Does anyone have one or know of a good one for rental? Looking for early December to early to mid January. Tenerife probably but would consider other islands.

We did this about ten years ago and had a great time. Found a place on a golf course.

I've found a couple online but thought I would ask on here as you never know. I'll have my supervisor with me so it won't get trashed.


----------



## Pudsey_Bear (Sep 25, 2008)

would you rent a property to you???


----------



## barryd (May 9, 2008)

As I said. I have my supervisor with me. She will no doubt leave it in a better state than it was when we arrived so no worries there!


----------



## raynipper (Aug 4, 2008)

I am asking a friend right now and await their reply. Can you give me any more info Baz like when and how long?

Ray.


----------



## barryd (May 9, 2008)

raynipper said:


> I am asking a friend right now and await their reply. Can you give me any more info Baz like when and how long?
> 
> Ray.


Thanks Ray. Looking at flights for period 14th Dec to 11th of Jan (Friday to Friday 28 nights). Flight on those dates are cheap as chips as its outside the main Christmas / New Year period.


----------



## raynipper (Aug 4, 2008)

Sorry Baz. Just got the reply...……………………..

_I have no idea, because we have been put onto these people (who we don't know) by a neighbour of theirs in Tenerife, who happened to go to school with a bloke I play table tennis with. Long shot. We have also been told that we must not let on we are paying money for rental as the complex does not allow sublets in their purchase contracts. So I think it is a no-no.
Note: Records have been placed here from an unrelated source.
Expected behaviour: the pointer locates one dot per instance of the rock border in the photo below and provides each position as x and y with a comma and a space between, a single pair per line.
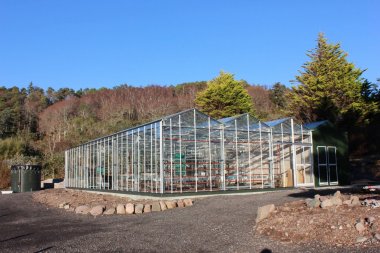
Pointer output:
128, 208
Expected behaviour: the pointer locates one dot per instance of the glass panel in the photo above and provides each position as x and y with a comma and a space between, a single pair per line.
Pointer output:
332, 155
321, 155
333, 174
323, 175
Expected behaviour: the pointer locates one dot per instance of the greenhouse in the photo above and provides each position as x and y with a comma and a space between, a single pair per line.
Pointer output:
192, 152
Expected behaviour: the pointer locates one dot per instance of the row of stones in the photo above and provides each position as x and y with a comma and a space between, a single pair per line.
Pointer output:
336, 200
129, 208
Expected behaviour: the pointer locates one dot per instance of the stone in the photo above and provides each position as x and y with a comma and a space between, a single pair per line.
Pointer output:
359, 227
171, 204
163, 206
336, 201
120, 209
129, 208
147, 208
188, 202
347, 202
370, 219
355, 201
326, 203
62, 205
312, 203
263, 212
337, 194
139, 208
110, 211
180, 203
84, 209
97, 210
361, 239
156, 207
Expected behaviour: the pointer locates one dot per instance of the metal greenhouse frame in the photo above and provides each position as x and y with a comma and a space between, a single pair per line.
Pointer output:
191, 152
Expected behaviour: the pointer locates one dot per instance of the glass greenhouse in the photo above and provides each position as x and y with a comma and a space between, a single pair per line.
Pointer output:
191, 152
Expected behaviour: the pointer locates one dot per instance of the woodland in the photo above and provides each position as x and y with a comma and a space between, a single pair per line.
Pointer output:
37, 125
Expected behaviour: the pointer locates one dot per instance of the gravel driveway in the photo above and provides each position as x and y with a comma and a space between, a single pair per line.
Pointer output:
214, 224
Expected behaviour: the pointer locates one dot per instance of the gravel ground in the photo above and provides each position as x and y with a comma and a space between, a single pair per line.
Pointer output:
215, 224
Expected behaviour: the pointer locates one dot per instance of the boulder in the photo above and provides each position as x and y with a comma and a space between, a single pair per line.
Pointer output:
359, 227
370, 219
263, 212
337, 201
147, 208
361, 239
120, 209
129, 208
337, 194
347, 202
180, 203
139, 208
327, 203
156, 207
97, 210
84, 209
355, 201
188, 202
312, 203
110, 211
61, 205
163, 206
171, 204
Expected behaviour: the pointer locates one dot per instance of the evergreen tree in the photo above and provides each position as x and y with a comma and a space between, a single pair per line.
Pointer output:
329, 86
278, 95
224, 97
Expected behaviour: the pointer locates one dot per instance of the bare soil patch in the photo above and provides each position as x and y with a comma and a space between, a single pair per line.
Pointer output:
55, 197
297, 223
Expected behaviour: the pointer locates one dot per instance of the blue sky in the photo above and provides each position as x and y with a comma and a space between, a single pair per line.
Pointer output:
92, 44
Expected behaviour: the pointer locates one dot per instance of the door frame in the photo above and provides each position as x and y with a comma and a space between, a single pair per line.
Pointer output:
328, 166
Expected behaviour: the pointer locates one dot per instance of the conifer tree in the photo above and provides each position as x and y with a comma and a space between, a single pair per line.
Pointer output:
329, 86
224, 97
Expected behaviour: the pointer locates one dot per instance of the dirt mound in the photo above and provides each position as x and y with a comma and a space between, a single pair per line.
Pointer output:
295, 222
56, 197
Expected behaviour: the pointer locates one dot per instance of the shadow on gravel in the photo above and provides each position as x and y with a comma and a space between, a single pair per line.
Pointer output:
16, 237
309, 193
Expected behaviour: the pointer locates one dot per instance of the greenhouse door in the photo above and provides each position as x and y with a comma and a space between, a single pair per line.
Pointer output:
327, 165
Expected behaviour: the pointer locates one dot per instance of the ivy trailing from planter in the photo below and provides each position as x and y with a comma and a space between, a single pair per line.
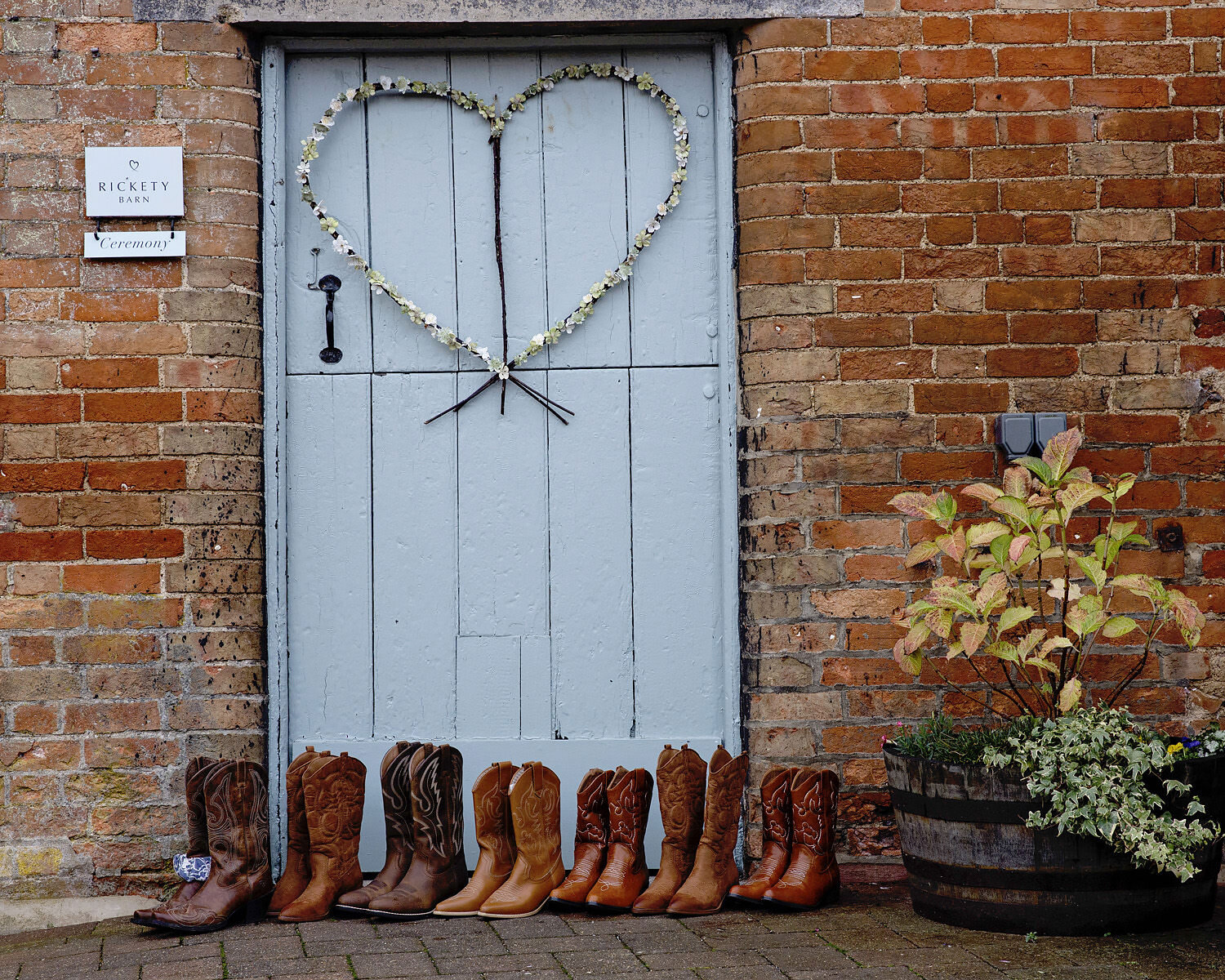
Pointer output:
1093, 771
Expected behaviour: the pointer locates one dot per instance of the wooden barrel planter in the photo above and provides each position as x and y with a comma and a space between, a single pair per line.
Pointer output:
973, 862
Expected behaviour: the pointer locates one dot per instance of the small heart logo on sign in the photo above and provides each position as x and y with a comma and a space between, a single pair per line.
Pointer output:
500, 367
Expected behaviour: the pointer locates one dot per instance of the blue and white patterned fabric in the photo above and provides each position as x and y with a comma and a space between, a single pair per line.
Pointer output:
193, 869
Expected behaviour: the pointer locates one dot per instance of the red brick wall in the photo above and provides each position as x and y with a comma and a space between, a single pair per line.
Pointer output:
950, 211
130, 480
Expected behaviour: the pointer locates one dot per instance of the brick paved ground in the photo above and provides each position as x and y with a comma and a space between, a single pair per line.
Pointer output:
871, 936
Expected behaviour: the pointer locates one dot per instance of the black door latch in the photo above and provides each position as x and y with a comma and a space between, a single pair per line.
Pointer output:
330, 354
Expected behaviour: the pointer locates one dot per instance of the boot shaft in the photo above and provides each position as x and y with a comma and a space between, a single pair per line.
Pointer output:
680, 776
492, 813
436, 776
237, 808
592, 822
536, 811
335, 789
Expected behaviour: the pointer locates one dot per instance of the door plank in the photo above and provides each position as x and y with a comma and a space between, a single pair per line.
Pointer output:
488, 696
411, 215
338, 176
676, 550
480, 313
327, 514
504, 516
585, 208
590, 581
416, 558
673, 304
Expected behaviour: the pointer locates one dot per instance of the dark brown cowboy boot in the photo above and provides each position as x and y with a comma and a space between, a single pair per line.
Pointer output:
590, 840
335, 788
776, 833
495, 837
625, 875
198, 835
240, 880
680, 777
296, 875
536, 810
715, 869
438, 869
399, 821
811, 879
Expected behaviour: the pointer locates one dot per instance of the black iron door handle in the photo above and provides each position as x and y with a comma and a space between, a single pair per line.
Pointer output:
330, 354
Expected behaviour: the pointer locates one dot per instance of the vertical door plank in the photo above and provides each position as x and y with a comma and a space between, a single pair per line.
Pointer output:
488, 697
585, 208
504, 516
338, 176
676, 550
327, 512
590, 578
412, 218
480, 311
673, 301
416, 560
536, 688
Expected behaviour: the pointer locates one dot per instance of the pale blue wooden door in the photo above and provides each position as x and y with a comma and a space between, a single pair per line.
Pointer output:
521, 588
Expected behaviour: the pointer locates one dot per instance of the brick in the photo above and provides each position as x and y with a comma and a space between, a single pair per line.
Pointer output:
960, 397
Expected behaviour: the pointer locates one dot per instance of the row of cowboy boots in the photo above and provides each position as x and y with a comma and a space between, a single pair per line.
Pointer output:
325, 798
227, 874
701, 820
798, 869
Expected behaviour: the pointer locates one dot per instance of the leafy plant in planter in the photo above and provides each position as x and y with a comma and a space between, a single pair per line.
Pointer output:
1021, 600
1028, 608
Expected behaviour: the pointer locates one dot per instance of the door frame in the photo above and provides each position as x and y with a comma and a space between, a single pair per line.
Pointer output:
279, 194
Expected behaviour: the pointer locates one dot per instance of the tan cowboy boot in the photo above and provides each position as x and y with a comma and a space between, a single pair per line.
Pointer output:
438, 869
335, 788
715, 867
240, 879
680, 777
495, 837
198, 835
399, 821
813, 877
776, 832
590, 840
625, 875
536, 810
296, 875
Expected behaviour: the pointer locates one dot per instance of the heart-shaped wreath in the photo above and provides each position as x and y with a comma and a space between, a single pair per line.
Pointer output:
500, 367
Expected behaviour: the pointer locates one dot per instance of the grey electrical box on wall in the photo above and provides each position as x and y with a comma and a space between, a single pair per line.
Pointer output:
1027, 433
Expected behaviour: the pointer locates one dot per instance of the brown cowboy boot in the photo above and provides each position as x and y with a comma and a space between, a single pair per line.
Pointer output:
536, 810
680, 777
296, 875
399, 821
777, 833
495, 837
438, 869
240, 879
335, 788
625, 875
198, 835
811, 879
715, 869
590, 840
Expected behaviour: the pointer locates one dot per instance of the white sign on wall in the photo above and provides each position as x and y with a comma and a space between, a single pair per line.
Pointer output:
134, 180
135, 244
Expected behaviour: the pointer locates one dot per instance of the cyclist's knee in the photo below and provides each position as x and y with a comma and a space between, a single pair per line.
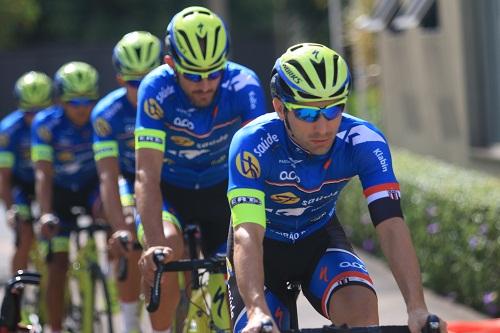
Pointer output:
354, 305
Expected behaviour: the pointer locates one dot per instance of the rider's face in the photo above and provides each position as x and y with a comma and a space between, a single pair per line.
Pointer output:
316, 137
200, 93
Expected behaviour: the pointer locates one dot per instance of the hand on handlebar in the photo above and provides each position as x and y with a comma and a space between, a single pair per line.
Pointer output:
421, 321
49, 225
150, 259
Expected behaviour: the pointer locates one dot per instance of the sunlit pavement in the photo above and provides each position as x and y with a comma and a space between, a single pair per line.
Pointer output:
391, 305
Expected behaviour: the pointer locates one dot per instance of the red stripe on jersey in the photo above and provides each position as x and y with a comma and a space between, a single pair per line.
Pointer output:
381, 187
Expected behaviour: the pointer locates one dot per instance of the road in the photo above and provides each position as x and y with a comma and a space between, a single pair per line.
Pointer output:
391, 305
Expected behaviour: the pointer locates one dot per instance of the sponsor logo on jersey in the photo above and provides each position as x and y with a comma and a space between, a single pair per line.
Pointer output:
265, 143
65, 156
153, 109
102, 127
164, 93
206, 144
248, 165
289, 175
4, 140
182, 141
287, 198
383, 161
246, 200
183, 122
148, 138
44, 134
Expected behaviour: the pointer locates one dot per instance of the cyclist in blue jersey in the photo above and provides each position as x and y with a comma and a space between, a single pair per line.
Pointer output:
286, 171
33, 92
188, 111
65, 171
113, 119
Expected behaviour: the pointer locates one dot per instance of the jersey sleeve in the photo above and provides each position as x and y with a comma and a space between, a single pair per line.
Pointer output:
7, 156
150, 129
104, 140
250, 95
374, 164
41, 137
246, 183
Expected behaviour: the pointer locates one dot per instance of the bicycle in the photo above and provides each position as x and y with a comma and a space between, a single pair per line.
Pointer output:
11, 310
208, 310
90, 304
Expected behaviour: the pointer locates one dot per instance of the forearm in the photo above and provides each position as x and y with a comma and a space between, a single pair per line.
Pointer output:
149, 206
5, 188
110, 197
249, 270
397, 246
44, 187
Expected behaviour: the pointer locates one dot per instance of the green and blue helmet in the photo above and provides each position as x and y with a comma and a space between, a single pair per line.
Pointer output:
76, 81
310, 72
33, 90
136, 54
198, 40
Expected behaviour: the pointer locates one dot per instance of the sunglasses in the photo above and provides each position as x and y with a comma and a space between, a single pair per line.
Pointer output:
198, 77
81, 102
311, 113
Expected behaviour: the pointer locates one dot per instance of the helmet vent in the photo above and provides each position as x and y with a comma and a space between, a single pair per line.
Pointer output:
302, 72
But once we get there in Jan I might have more information for the future, or not as the case may be!! 
Sorry I cannot help._

Ray.


----------



## barryd (May 9, 2008)

Thanks Ray for trying.

Ive emailed a couple online, will see what response I get.


----------



## raynipper (Aug 4, 2008)

I found better results when looking for accommodation was to include "by owner" in the search and you can deal direct.

Ray.


----------



## barryd (May 9, 2008)

Ive been using the Holiday lettings site which is basically a broker portal that puts you in touch with the owners direct. There are loads of them now though. Never considered just googling.


----------



## raynipper (Aug 4, 2008)

Go direct to the owners as far more flexibility. Found that for the Algarve and been very happy with the results.

Ray.


----------